Court Opinion

ID: 3239123
Source: CourtListenerOpinion
Date Created: 2016-07-05 16:12:52.719836+00
Date Added: 2024-06-11T07:40:30.855699
License: Public Domain

On rehearing, appellants insist that we specifically point out whether or not the limitations which in the original opinion are placed on an independent insurance adjuster as to his activities in enforcing, securing, settling, adjusting or compromising defaulted, controverted or disputed accounts, claims or demands are likewise applicable to salaried adjusters. We were not dealing with the activities of the so-called salaried adjuster group in the original opinion and, therefore, did not expressly apply the provisions of subdivision (d) of § 42, Title 46, supra, to their activities. Subdivision (d), § 42, Title 46, supra, is as follows: " § 42. Who may practice as attorneys. — Only such persons as are regularly licensed have authority to practice law. For the purposes of this article, the practice of law is defined as follows: Whoever, * * * (d) as a vocation, enforces, secures, settles, adjusts or compromises defaulted, controverted or disputed accounts, claims or demands between persons with neither of whom he is in privity or in the relation of employer and employee in the ordinary sense; is practicing law."
That section provides that one who adjusts a defaulted, controverted or disputed account, claim or demand between persons with either of whom he is in privity or with whom he stands in the relation of employer and employee in the ordinary sense, is not engaged in the practice of law.

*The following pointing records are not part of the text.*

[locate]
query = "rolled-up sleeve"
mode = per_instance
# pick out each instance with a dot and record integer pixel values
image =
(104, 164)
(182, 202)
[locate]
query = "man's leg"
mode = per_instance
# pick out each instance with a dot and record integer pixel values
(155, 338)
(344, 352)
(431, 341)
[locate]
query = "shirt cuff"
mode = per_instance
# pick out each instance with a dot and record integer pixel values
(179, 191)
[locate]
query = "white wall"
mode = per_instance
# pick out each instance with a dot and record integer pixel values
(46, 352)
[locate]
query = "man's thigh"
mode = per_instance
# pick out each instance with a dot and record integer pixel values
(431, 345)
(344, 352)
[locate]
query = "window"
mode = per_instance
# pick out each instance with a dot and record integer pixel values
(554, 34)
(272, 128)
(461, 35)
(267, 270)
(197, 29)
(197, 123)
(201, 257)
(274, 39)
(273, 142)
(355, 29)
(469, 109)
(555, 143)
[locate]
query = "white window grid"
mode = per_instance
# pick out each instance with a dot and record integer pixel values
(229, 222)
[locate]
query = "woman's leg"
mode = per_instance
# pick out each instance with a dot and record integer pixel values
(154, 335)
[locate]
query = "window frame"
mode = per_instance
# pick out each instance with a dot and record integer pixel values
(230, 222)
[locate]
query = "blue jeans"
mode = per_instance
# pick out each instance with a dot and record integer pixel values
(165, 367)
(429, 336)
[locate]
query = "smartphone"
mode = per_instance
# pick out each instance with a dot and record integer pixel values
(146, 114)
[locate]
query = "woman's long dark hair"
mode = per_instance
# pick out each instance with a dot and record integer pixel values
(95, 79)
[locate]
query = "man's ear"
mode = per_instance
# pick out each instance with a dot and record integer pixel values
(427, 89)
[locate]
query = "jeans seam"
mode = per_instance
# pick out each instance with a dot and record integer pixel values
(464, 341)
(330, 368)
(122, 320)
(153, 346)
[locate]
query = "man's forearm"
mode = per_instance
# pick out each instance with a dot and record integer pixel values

Appellants contend, however, that if such a construction be placed on the statute it would deny to them the equal protection of the laws and, therefore, would be unconstitutional. We do not agree with this contention. The rules by which classification for the purpose of legislation must be tested are stated concisely and clearly in the opinion of the United States Supreme Court in Lindsley v. Natural Carbonic Gas Company, 220 U.S. 61, 31 S. Ct. 337, 340,55 L. Ed. 369, Ann.Cas. 1912C, 160, as follows:
"1. The equal-protection clause of the 14th Amendment does not take from the state the power to classify in the adoption of police laws, but admits of the exercise of a wide scope of discretion in that regard, and avoids which is done only when it is without any reasonable basis, and therefore, is purely arbitrary.
"2. A classification having some reasonable basis does not offend against that clause merely because it is not made with mathematical nicety, or because in practice it results in some inequality.
"3. When the classification in such a law is called in question, if any state of facts reasonably can be conceived that would sustain it, the existence of that state of facts at the time the law was enacted must be assumed.
"4. One who assails the classification in such a law must carry the burden of showing that it does not rest upon any reasonable basis, but is essentially arbitrary."
The Supreme Court of Appeals of Virginia in the case of Bryce v. Gillespie, 160 Va. 137, 168 S.E. 653, applied these rules to a statute somewhat similar to the one here under consideration and concluded that the act did not violate the equal protection clause of the 14th Amendment. Though not committing ourselves to the soundness of the opinion of the Virginia court in the Bryce case in its entirety, yet we refer thereto as concurring in the reasoning there employed upon the matter of discrimination. In that view of the matter subdivision (d) of § 42, Title 46, supra, is not unconstitutional as denying to the independent insurance adjuster equal protection of the laws guaranteed to him by the 14th Amendment to the Constitution of the United States.
Application for rehearing overruled.